Is there any reason that all the charges should crowed to one surface for a slightly curved plane cunucting sheet?

7. Mar 26, 2009

Count Iblis

Yes, there will be a charge in the inner surface in this case. If you use Gauss' law and make some reasonable estimates assuming that the hole is small and that the hollow sphere is a thin shell, so that the inner surface is colose to the poiuter surface, then you find:

Q_in = Q_t A_h/[2A_t - A_h]

Here Q_in is the charge on the inner surface, Q_t the total charge, A_h the area of the hole and A_t the outer surface area.

Note that the hole has to be present also in the inner surface.

8. Mar 26, 2009

the-genius

How did you derive the result, Count Iblis? Why should the hole be small? Pease explain.

9. Mar 26, 2009

Count Iblis

It is bedtime for me now, so I'll be brief. Just think about what happens if you integrate E dot dS over a surface that is inside the sphere. Because of the hole you can't say that E is zero everywhere. If you deform the surface you ae integrating on by letting it move outside the sphere when it is at the hole, then you know that near the hole all that is changed is that the surface charge density is zero instead of sigma (note that we don't know yet what the value of sigma is).

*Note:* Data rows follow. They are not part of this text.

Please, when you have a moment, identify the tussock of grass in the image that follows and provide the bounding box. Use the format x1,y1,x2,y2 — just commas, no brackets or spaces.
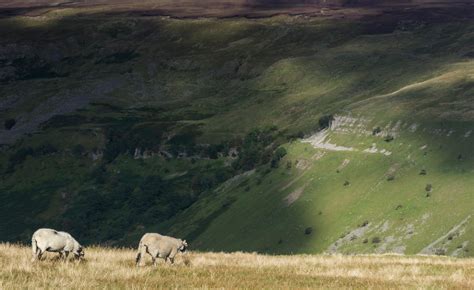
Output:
0,244,472,288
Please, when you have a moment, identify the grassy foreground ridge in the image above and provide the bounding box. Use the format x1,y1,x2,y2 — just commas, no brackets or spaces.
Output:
0,244,473,289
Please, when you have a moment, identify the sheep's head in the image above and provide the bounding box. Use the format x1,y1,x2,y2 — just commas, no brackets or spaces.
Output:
179,240,188,252
74,245,85,259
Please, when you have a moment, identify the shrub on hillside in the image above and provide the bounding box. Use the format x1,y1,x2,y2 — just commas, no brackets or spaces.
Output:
103,123,134,162
425,184,432,192
41,115,87,129
384,135,394,142
215,169,233,183
359,220,369,227
319,114,334,129
7,143,58,170
9,147,34,167
191,174,217,193
372,127,381,136
94,169,108,186
286,131,305,141
168,133,196,156
33,143,58,156
205,144,223,159
270,147,287,168
72,144,85,157
434,248,446,256
232,127,280,171
4,118,16,130
104,121,168,162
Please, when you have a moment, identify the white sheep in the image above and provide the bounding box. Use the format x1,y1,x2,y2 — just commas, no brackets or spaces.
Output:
136,233,187,266
31,228,84,261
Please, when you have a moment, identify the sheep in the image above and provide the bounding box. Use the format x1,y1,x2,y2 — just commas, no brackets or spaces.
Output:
31,228,84,262
136,233,188,266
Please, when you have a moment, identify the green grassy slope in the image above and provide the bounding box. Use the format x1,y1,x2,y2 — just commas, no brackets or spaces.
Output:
169,122,473,256
0,8,472,256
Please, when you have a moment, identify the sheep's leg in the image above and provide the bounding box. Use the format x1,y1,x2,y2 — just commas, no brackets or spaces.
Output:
32,249,40,262
37,249,44,261
136,244,148,266
31,238,39,262
150,249,161,267
32,243,45,261
168,249,177,265
62,251,70,261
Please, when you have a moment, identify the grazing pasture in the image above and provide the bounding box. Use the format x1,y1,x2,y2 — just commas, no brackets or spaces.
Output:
0,244,472,288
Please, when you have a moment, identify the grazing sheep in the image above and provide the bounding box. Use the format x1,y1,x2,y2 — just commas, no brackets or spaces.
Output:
136,233,188,266
31,228,84,261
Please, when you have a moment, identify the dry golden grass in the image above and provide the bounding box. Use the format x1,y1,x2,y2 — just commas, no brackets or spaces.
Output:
0,243,472,289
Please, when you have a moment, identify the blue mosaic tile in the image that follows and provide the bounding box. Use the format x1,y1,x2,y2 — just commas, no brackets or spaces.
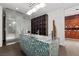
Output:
19,34,59,56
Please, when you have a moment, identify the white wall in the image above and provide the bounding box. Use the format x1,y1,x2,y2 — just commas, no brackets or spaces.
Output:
47,9,65,44
0,6,2,47
65,6,79,16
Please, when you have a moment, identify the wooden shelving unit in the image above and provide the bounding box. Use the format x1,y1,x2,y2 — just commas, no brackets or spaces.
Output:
31,14,48,36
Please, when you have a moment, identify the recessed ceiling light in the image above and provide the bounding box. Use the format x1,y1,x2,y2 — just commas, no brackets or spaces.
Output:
16,8,19,10
12,21,16,24
9,24,11,26
26,3,46,15
26,8,37,15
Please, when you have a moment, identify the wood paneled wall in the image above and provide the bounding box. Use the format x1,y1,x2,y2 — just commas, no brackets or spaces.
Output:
65,14,79,39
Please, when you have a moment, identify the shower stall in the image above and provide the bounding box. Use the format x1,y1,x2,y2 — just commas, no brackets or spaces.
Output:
3,8,19,45
3,8,29,46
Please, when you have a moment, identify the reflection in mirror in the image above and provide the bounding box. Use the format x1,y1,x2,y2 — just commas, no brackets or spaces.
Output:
6,14,17,45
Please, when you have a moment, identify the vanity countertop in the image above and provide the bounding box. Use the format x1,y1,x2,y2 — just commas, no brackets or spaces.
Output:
23,34,52,43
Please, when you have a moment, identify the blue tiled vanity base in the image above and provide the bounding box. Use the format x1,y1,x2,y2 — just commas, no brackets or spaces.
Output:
20,35,49,56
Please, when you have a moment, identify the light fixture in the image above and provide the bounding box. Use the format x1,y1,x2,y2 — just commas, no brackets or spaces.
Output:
12,21,16,24
26,8,37,15
9,24,11,26
69,30,71,31
16,8,19,10
26,3,46,15
78,30,79,32
75,25,79,27
74,30,76,31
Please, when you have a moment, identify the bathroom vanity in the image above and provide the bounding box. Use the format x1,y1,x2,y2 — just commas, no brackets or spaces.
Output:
19,34,59,56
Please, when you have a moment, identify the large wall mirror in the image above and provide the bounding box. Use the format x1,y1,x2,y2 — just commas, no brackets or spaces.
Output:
3,8,29,45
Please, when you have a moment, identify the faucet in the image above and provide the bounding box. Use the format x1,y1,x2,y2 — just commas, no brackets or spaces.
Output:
36,30,39,35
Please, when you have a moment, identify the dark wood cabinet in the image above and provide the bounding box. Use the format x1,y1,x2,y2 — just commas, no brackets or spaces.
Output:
31,14,48,36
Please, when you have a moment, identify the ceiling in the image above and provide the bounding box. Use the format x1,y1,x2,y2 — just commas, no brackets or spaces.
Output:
0,3,79,18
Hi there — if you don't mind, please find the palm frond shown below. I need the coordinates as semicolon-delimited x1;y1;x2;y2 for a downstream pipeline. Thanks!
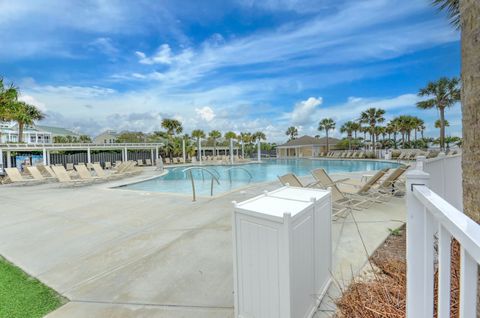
416;100;436;109
432;0;460;29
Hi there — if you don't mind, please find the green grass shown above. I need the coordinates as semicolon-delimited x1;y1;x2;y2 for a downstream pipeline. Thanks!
0;256;66;318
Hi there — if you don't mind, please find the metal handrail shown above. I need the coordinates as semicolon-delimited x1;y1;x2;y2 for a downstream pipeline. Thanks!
182;167;220;201
225;167;253;184
207;167;221;179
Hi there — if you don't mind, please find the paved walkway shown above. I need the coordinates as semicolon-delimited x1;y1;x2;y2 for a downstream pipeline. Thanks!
0;168;406;317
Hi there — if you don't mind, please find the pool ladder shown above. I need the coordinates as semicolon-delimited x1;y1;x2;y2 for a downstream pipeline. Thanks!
225;166;253;184
182;167;220;201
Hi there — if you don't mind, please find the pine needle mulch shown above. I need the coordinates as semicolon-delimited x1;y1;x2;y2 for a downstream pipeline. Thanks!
334;226;475;318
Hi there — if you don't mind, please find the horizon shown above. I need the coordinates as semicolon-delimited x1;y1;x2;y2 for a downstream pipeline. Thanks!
1;0;461;143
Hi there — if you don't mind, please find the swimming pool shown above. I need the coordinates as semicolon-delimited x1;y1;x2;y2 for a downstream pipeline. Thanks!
119;159;400;196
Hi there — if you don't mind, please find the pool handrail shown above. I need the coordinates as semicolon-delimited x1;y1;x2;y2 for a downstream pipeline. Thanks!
182;167;220;201
225;166;253;184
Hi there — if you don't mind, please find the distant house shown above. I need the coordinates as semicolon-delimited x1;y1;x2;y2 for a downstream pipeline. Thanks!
94;130;118;144
36;125;80;140
0;122;79;144
276;135;341;158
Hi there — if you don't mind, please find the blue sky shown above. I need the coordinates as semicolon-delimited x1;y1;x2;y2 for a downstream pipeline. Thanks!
0;0;460;141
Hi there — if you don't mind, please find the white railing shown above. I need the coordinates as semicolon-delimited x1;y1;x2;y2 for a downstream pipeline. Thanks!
422;153;463;210
406;158;480;318
0;142;164;149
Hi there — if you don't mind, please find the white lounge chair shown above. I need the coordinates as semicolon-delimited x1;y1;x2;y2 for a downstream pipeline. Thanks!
51;166;88;186
5;168;40;185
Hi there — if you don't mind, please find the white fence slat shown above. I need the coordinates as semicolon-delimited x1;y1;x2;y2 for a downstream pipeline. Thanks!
407;159;480;318
424;154;463;210
406;168;431;318
460;247;478;318
437;225;451;318
423;210;435;318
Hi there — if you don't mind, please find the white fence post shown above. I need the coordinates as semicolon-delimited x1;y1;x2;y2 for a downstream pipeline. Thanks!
406;156;431;318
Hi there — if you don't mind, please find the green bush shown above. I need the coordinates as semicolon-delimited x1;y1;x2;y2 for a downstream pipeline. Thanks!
365;151;376;159
390;150;402;159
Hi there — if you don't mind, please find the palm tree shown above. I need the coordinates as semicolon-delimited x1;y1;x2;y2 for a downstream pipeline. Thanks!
252;131;266;142
360;126;368;141
239;132;252;157
224;131;237;157
0;79;19;141
392;116;407;148
318;118;335;152
161;119;183;159
417;77;460;150
387;120;400;149
285;126;298;141
434;119;450;129
351;122;361;140
191;129;205;160
209;130;222;156
411;117;424;142
11;101;45;142
375;126;386;148
432;0;479;221
419;123;426;139
161;118;183;136
224;131;237;141
340;121;355;150
359;108;385;152
78;135;92;143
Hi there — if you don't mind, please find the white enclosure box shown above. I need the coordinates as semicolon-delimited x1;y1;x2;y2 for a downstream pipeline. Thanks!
233;186;332;318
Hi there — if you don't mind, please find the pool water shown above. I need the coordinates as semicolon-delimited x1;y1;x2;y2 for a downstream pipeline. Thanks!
119;159;400;196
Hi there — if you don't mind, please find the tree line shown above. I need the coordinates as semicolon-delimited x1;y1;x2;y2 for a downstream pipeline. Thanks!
115;118;272;159
285;77;460;152
0;78;45;143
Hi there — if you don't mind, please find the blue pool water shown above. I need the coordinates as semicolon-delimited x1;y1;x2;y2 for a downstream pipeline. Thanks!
120;159;400;196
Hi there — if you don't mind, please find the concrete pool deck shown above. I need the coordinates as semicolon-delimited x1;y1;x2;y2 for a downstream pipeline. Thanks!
0;167;406;317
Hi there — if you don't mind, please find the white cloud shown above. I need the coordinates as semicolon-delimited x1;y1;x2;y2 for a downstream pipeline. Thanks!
135;44;194;66
89;37;118;56
195;106;216;122
290;97;323;125
30;85;116;99
136;44;172;65
18;94;47;112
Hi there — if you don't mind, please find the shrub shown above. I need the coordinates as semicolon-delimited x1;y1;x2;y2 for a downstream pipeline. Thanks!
365;151;376;159
390;150;402;159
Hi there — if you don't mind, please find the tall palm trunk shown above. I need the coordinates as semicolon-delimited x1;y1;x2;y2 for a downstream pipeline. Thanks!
461;0;480;222
197;138;200;160
371;125;375;151
439;107;446;150
326;130;329;152
414;128;417;142
393;132;398;149
18;122;24;143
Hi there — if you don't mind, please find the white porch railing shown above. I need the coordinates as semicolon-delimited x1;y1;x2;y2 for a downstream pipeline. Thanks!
422;153;463;210
406;157;480;318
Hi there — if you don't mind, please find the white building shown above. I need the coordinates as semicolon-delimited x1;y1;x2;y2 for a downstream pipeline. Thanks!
0;122;80;144
0;122;52;144
94;130;118;144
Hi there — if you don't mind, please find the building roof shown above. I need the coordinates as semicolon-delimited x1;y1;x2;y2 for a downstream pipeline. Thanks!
36;125;80;136
95;130;118;138
277;135;341;147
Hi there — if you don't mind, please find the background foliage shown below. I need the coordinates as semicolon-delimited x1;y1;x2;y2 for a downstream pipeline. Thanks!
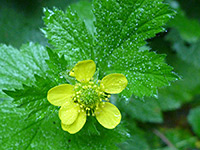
0;0;200;149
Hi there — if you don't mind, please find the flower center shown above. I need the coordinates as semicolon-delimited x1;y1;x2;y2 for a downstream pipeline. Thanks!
72;81;110;116
79;87;99;106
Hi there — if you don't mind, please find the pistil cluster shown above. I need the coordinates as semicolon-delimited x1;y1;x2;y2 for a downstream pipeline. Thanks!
72;80;110;116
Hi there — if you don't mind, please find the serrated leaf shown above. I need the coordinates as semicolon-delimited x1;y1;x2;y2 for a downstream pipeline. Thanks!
110;49;179;98
42;7;94;65
3;75;57;121
150;37;200;111
0;100;128;150
94;0;178;98
94;0;175;63
43;0;178;98
0;42;70;118
0;43;128;149
0;43;48;92
157;56;200;110
94;0;179;98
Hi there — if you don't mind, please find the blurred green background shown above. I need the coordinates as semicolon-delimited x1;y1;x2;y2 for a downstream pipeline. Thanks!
1;0;200;149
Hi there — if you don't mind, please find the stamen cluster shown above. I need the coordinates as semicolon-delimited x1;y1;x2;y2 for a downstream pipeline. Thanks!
72;80;110;116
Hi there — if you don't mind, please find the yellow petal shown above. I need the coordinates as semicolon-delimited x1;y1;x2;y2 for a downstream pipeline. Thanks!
61;110;86;134
100;73;128;94
95;102;121;129
73;60;96;83
47;84;75;106
59;101;79;125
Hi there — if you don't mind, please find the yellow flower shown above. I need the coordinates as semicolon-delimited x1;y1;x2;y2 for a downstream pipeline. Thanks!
47;60;128;134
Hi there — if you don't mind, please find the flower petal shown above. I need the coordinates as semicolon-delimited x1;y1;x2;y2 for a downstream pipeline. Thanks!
73;60;96;83
47;84;75;106
100;73;128;94
59;101;79;125
95;102;121;129
61;110;86;134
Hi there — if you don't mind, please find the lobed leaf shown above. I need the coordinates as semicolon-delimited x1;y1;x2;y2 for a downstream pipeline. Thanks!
42;7;94;65
43;0;179;98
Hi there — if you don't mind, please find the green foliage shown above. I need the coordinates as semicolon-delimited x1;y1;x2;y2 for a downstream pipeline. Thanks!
188;107;200;137
0;43;67;120
157;53;200;111
157;128;198;150
118;97;163;123
93;0;179;98
0;43;47;93
0;0;73;48
0;100;127;150
167;29;200;69
168;11;200;43
0;42;128;149
43;0;179;98
1;0;193;149
118;120;150;150
149;35;200;111
70;0;94;34
0;7;46;48
166;7;200;69
42;7;94;65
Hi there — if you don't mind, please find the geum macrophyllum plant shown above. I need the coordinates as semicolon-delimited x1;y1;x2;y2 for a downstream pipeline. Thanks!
47;60;128;134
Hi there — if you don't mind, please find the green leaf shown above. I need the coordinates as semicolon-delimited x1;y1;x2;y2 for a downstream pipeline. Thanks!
3;47;70;121
93;0;175;65
112;49;179;98
166;29;200;69
0;43;128;149
118;120;150;150
70;0;94;34
0;100;128;150
157;59;200;111
0;7;46;48
0;101;46;150
150;37;200;111
118;96;163;123
94;0;178;98
93;0;178;98
157;128;198;150
42;7;94;65
168;10;200;43
0;43;48;92
3;76;56;121
0;43;68;121
188;106;200;137
43;0;178;98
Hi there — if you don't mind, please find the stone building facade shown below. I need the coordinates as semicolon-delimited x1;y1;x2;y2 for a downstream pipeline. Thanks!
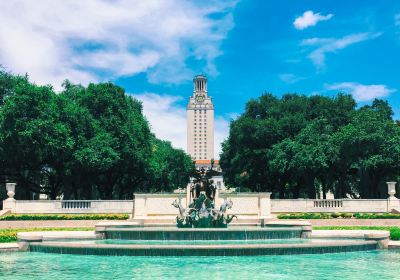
186;75;214;161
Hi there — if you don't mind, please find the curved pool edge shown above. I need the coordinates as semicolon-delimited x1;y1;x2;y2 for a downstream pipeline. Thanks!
28;239;378;256
14;224;391;256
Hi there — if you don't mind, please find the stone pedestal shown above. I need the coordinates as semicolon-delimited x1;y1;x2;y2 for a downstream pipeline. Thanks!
259;192;272;219
3;183;16;212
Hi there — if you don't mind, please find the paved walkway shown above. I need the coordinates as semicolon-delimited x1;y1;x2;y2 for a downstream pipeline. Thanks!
0;220;100;229
1;219;400;229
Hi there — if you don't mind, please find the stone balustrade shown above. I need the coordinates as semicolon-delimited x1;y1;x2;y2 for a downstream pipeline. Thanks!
2;200;133;214
1;181;399;217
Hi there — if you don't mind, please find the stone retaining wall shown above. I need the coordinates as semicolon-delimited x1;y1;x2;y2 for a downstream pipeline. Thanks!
2;219;400;229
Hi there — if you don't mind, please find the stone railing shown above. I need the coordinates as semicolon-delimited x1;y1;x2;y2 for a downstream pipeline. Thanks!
313;199;343;208
271;199;399;213
3;200;133;214
61;201;92;209
1;182;400;216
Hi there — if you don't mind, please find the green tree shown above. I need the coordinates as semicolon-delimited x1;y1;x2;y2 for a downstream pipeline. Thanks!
220;92;399;199
148;138;194;192
0;72;194;200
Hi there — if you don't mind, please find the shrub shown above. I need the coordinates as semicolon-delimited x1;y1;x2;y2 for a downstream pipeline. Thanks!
331;212;341;218
0;231;17;243
0;213;129;221
277;213;331;219
353;213;400;219
278;212;400;219
340;213;353;219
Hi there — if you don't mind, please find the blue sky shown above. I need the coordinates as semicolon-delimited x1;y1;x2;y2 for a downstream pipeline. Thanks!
0;0;399;157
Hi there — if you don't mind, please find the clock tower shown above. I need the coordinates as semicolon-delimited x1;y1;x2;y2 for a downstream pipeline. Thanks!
187;75;214;161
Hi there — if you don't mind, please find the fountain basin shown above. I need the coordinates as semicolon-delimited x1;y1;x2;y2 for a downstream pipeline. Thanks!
28;239;378;256
16;221;390;256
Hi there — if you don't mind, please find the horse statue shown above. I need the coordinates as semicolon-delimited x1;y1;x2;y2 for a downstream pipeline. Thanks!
172;199;191;227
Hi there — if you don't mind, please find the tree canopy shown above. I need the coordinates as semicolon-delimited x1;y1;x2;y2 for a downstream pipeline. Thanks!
0;70;194;199
220;93;400;199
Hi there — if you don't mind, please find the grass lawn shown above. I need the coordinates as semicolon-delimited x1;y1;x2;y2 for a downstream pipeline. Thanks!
314;226;400;240
0;227;94;243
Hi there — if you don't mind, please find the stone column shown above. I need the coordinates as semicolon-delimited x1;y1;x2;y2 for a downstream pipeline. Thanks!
259;192;272;223
214;187;220;208
132;194;146;225
186;184;191;208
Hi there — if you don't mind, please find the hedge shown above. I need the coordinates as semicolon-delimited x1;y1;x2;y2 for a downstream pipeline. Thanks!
0;227;93;243
0;213;129;221
277;213;400;219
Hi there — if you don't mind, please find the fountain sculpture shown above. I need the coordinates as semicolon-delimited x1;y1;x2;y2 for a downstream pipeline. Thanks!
173;166;236;228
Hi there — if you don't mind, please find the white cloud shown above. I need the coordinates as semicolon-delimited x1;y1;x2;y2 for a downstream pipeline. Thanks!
302;32;381;69
133;92;230;159
293;11;333;30
279;73;305;84
214;116;230;158
327;82;396;102
0;0;236;89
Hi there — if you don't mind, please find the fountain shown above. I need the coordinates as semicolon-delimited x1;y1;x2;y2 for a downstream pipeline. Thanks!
172;167;236;228
13;165;390;256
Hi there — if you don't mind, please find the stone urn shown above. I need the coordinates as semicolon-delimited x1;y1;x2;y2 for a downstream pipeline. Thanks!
6;183;16;200
387;182;397;200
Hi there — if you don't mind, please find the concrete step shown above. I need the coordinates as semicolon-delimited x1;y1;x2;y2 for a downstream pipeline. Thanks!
0;209;10;217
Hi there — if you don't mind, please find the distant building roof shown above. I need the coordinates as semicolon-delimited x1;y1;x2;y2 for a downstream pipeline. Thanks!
195;160;219;165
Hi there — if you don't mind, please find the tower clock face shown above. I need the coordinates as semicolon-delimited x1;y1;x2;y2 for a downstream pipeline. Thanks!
195;95;205;103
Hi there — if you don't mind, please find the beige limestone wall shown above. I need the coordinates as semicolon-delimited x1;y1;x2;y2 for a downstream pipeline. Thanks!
132;192;272;221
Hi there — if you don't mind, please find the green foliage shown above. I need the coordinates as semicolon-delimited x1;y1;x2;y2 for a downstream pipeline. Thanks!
278;212;400;219
0;71;194;199
0;227;93;243
0;213;129;220
220;92;400;199
277;213;333;219
314;226;400;240
149;139;195;192
353;213;400;219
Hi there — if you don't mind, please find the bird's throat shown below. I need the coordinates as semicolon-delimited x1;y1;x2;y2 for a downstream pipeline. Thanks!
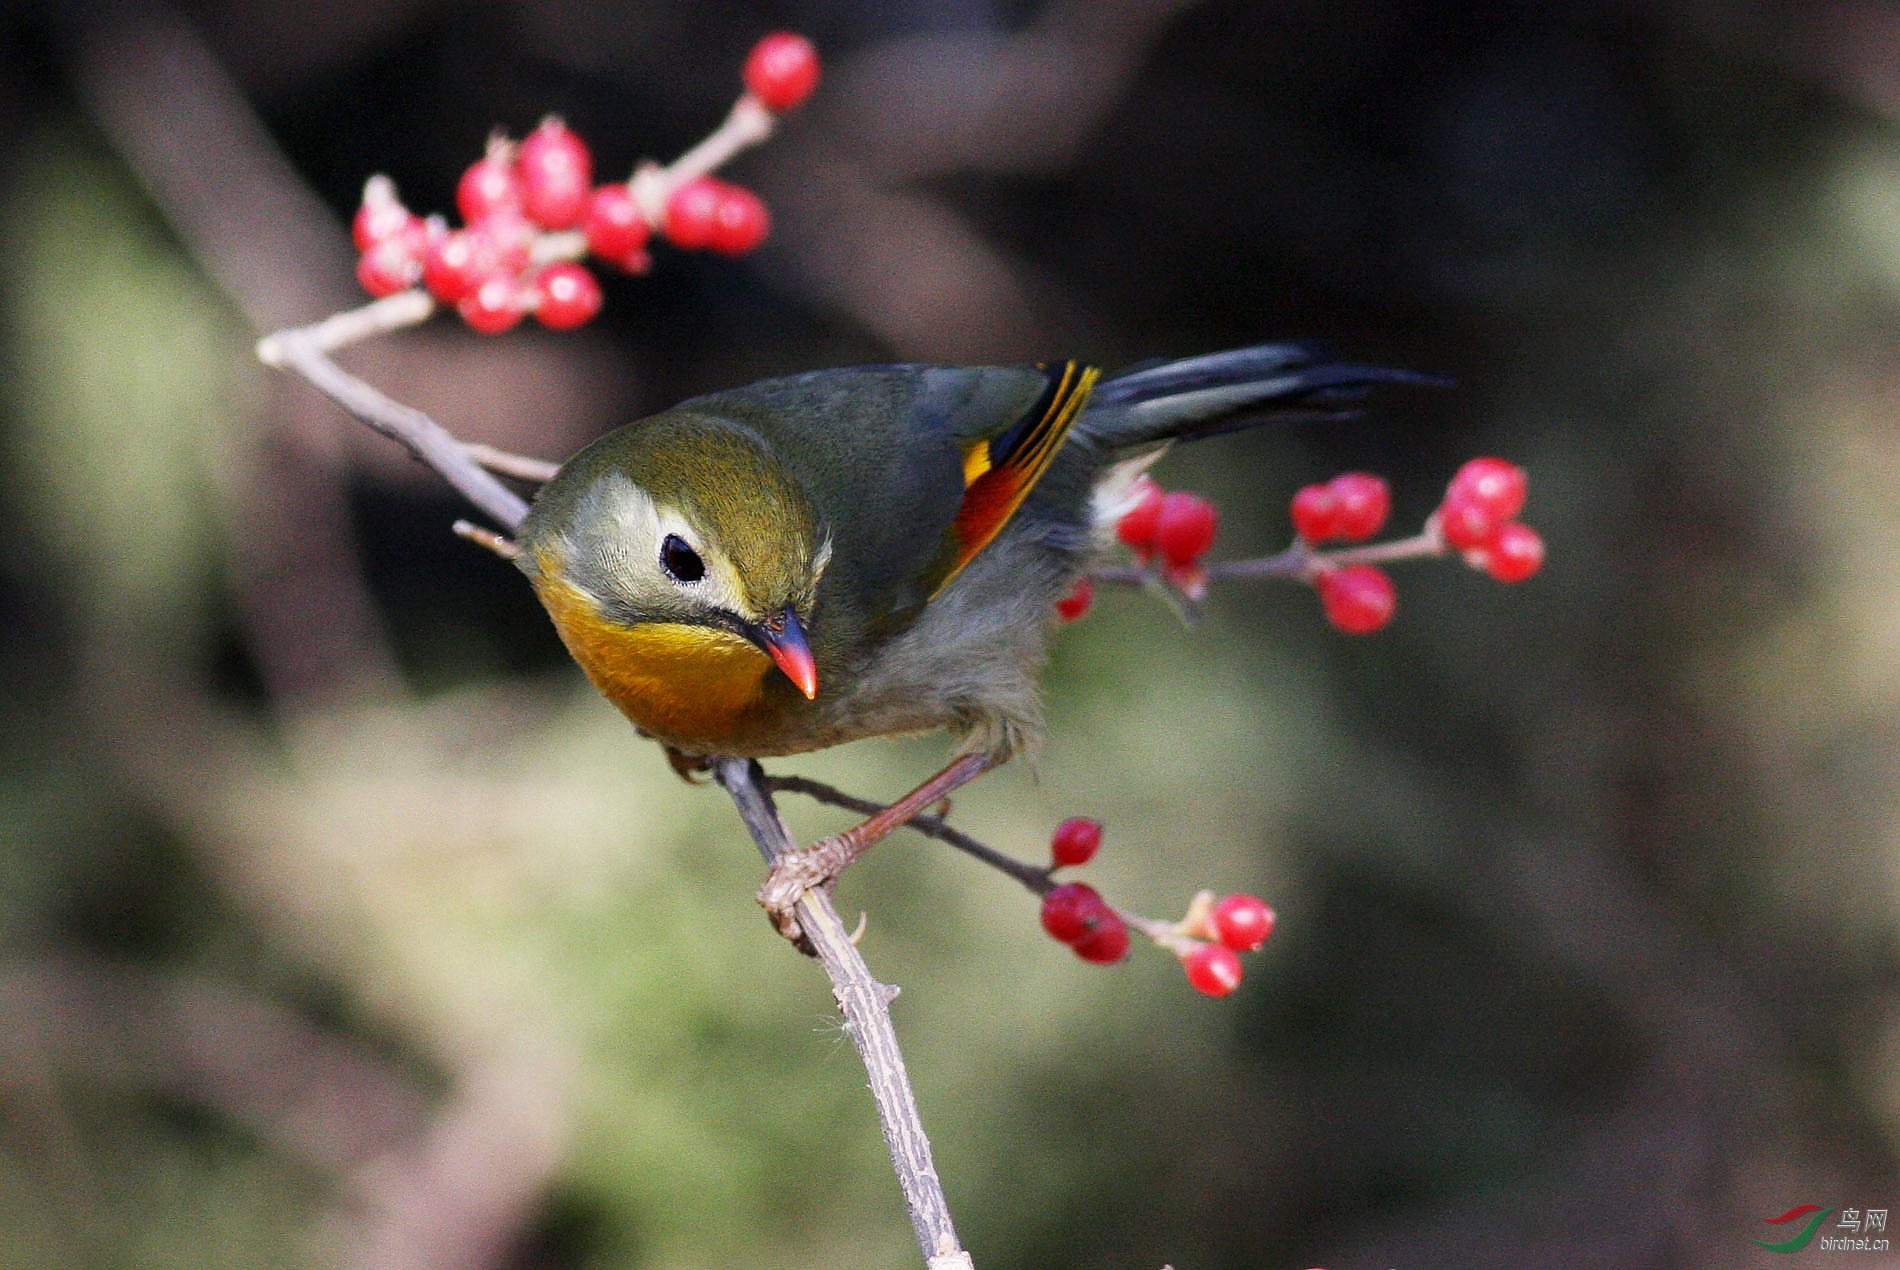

Now, you can use the superposition principle by writing the surface charge density as sigma everywhere and that at the hole you have an extra surface charge density of minus sigma. Then just above the hole you have the same electric field as just outside any other point on the sphere plus the electric field due to a surface charge of minus sigma.

This then means that the electric field just above the hole would be

E = sigma/epsilon_0 - sigma/(2epsilon_0 ) = sigma/(2 epsilon_0)

Just inside the hole, the electric field of the fictitional minus sigma charge points in the opposite direction, so for positive sigma it points in the normal direction. This has to be added to the electric field of a sphere woith surface charge sigma without a hole. But inside the spere that electric field would be zero, so we have:

E = 0 + sigma/(2epsilon_0 ) = sigma/(2 epsilon_0)

This is the same as above. Of course, this had to be the case as moving into the hole shouldn't lead to a discontinuity in the field.

If you now evaluate the integral of E dot dS inside the sphere, you get a contribution from the part where the hole is of:

A_h sigma/(2 epsilon_0)

where A_h is the area of the hole.

This then has to be the total charge divided by epsilon_0 that is enclosed by the surface, which must be the interior surface.